A cohort of 6,254 pregnancies surviving at least 20 weeks of gestation was identified through pregnancy testing and follow-up at three Kaiser Permanente medical offices in northern California in 1981-82. Fetal death ratios per 1,000 live births were 12.1 for all fetal deaths versus 5.0 for the subset of fetal deaths reported to the California state registrar. Only fetal deaths resulting in overnight hospitalization of the mother were reported. Seventy-nine percent of fetal deaths over 28 completed weeks since the last menstrual period (LMP) were reported versus only 10 percent between 20 and 28 completed weeks since the LMP. Ninety-three percent of fetuses over 400 grams were reported. The unreported fetal deaths were mainly those perceived by attending physicians as spontaneous abortion, especially missed or incomplete spontaneous abortion. Physicians apparently preferred the label of spontaneous abortion over stillbirth or fetal death whenever fetal maturity could not be substantiated, regardless of prior estimates of the date of the LMP. Fetuses as large and developed as potentially viable infants were the most likely to be reported.
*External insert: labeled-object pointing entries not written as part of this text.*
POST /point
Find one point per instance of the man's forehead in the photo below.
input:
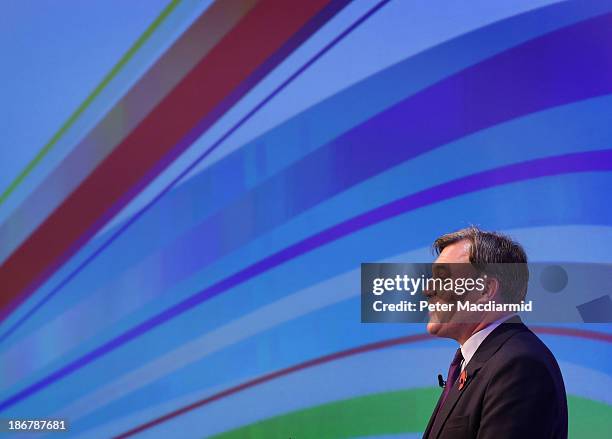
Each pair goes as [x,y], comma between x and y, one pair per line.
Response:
[457,252]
1981 - 1982年期间,通过在加利福尼亚州北部的三家凯撒医疗中心进行妊娠检测和随访,确定了6254例妊娠至少持续20周的队列。每1000例活产儿中的胎儿死亡比率,所有胎儿死亡为12.1,而向加利福尼亚州登记员报告的胎儿死亡子集为5.0。仅报告导致母亲过夜住院的胎儿死亡情况。自末次月经(LMP)起超过28周的胎儿死亡中,79%被报告,而自LMP起20至28周的胎儿死亡中,只有10%被报告。体重超过400克的胎儿中,93%被报告。未报告的胎儿死亡主要是那些被主治医生视为自然流产的情况,尤其是稽留流产或不全流产。只要胎儿成熟度无法得到证实,无论先前对LMP日期的估计如何,医生显然更倾向于使用自然流产而非死产或胎儿死亡的标签。与可能存活的婴儿一样大且发育成熟的胎儿最有可能被报告。